This was an action of assumpsit: the plaintiff declared upon the money counts, and for goods, work and materials generally; and in his bill of particulars, served upon the defendant’s attorney, he claimed, besides a small amount for extra work, the sum of $180, as amount due to plaintiff as agreed upon for finishing three houses in Eleventh street, in the city of New York, for the defendant.
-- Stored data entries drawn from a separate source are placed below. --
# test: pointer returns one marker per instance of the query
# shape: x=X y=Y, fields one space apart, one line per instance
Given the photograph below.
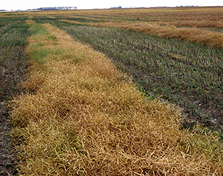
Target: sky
x=90 y=4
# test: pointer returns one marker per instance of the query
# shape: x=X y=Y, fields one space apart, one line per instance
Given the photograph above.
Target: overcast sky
x=88 y=4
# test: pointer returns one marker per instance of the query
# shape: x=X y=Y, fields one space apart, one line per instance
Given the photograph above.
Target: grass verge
x=81 y=116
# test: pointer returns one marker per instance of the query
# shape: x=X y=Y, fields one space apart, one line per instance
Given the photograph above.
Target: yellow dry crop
x=81 y=116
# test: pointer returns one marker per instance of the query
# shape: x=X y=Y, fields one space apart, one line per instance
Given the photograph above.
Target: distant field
x=81 y=114
x=181 y=60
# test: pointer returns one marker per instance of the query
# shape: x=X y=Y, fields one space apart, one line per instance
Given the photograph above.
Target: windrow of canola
x=82 y=116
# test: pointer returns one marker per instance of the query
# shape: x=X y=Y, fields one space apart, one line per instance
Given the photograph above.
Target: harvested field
x=83 y=116
x=141 y=95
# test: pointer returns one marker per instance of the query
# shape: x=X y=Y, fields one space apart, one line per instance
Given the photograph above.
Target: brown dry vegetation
x=82 y=116
x=191 y=34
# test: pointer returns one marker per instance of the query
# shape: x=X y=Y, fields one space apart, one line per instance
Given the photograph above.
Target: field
x=144 y=97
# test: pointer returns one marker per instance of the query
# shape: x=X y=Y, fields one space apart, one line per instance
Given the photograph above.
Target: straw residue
x=86 y=117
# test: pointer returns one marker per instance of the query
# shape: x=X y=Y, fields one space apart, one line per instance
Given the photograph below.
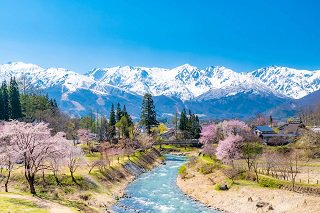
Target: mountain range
x=213 y=92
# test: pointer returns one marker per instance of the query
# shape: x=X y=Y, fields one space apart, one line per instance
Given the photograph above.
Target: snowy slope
x=289 y=82
x=183 y=86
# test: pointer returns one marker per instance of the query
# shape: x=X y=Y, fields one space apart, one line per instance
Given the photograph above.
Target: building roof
x=278 y=135
x=264 y=128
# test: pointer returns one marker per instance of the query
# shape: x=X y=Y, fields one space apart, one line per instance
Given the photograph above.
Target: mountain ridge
x=182 y=86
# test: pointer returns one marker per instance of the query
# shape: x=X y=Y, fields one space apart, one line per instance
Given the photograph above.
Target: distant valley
x=212 y=93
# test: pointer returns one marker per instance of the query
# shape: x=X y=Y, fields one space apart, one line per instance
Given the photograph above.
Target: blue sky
x=80 y=35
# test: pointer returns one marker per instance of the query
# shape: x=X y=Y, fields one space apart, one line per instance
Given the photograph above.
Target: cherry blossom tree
x=208 y=134
x=234 y=127
x=33 y=143
x=8 y=159
x=74 y=158
x=229 y=149
x=208 y=149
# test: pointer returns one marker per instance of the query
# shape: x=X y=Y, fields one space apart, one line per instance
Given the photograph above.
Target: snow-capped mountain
x=183 y=86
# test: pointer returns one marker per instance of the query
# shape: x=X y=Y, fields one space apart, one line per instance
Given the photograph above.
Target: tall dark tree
x=148 y=113
x=183 y=120
x=1 y=106
x=195 y=127
x=14 y=100
x=126 y=114
x=112 y=123
x=118 y=113
x=5 y=99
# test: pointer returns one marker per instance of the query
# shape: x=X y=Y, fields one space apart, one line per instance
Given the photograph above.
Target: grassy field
x=18 y=205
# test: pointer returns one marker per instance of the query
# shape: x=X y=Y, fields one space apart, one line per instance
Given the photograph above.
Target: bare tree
x=7 y=161
x=32 y=143
x=74 y=157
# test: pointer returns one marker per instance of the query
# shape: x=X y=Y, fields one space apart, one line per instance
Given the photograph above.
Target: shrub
x=183 y=171
x=217 y=186
x=207 y=168
x=85 y=196
x=270 y=182
x=247 y=175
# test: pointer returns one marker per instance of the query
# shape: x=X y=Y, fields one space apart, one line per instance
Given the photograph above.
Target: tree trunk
x=7 y=181
x=57 y=179
x=73 y=179
x=31 y=185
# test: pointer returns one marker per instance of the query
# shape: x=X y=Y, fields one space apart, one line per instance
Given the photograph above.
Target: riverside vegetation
x=234 y=171
x=68 y=164
x=84 y=164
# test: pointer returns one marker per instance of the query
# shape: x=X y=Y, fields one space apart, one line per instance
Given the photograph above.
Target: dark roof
x=264 y=128
x=290 y=128
x=278 y=135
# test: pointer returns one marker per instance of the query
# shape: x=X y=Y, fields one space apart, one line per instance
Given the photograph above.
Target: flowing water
x=156 y=191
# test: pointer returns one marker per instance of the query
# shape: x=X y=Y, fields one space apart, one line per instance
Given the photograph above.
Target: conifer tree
x=118 y=113
x=112 y=123
x=5 y=99
x=148 y=113
x=126 y=114
x=183 y=120
x=14 y=100
x=1 y=106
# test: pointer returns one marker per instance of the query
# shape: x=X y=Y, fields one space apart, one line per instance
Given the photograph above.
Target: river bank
x=156 y=191
x=245 y=197
x=129 y=172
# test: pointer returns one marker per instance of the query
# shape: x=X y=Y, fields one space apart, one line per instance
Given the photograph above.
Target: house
x=270 y=137
x=168 y=134
x=316 y=129
x=277 y=139
x=292 y=128
x=263 y=130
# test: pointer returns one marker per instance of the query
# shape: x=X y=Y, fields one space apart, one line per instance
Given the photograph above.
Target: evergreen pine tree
x=1 y=106
x=196 y=127
x=183 y=120
x=118 y=113
x=112 y=123
x=14 y=100
x=126 y=114
x=148 y=114
x=5 y=99
x=271 y=120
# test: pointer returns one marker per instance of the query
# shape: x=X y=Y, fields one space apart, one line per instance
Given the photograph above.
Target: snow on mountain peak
x=185 y=82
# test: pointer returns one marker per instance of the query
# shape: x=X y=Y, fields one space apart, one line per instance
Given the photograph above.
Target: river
x=156 y=191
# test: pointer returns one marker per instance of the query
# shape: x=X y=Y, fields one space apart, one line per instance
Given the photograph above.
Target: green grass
x=17 y=205
x=269 y=182
x=182 y=169
x=92 y=157
x=207 y=159
x=176 y=148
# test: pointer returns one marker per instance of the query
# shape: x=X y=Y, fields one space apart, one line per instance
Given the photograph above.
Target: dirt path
x=51 y=206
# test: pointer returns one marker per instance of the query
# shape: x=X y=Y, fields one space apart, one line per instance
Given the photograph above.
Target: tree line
x=26 y=107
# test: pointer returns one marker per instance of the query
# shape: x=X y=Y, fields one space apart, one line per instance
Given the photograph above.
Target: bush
x=85 y=196
x=207 y=168
x=217 y=186
x=270 y=182
x=247 y=175
x=182 y=171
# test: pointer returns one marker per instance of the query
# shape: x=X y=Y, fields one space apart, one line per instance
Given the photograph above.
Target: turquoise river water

The defendant pleaded the general issue, payment and notice of set-off ; to the pleas of payment the plaintiff replied and joined issue. The cause was tried in the Superior Court in New York, in 1842. The jury rendered a verdict for the plaintiff for $70.06. There was a disputed point upon the trial, arising from the terms of the contract, upon which contradictory evidence was given; that was, whether the plaintiff was to receive some $93 of rent due from one Downing (his brother-in-law) to the defendant, as part payment of the contract price, $180, or whether he was to receive $180 besides the rent. The judge allowed the plaintiff to give evidence of the value of the work done by him, although the evidence was objected to as irrelevant and improper, on the ground that the work was by special agreement to be done for $180.
The Supreme Court (Beardsley, Justice) held that the disputed question respecting the contract as to the allowance of rent was fairly put to the jury to ascertain how it was in that particular. They having disposed of it by their verdict, there was no ground of complaint in that respect. But held, that the evidence admitted to prove the value of the work done was erroneous, because the plaintiff was not seeking to .recover *445on a quantum meruit for work and labor done by him; for the cause proceeded upon and was tried on the assumption or virtual concession that some particular price had been agreed upon between the parties. For this reason the judgment of the Superior Court was reversed. (Hot reported.)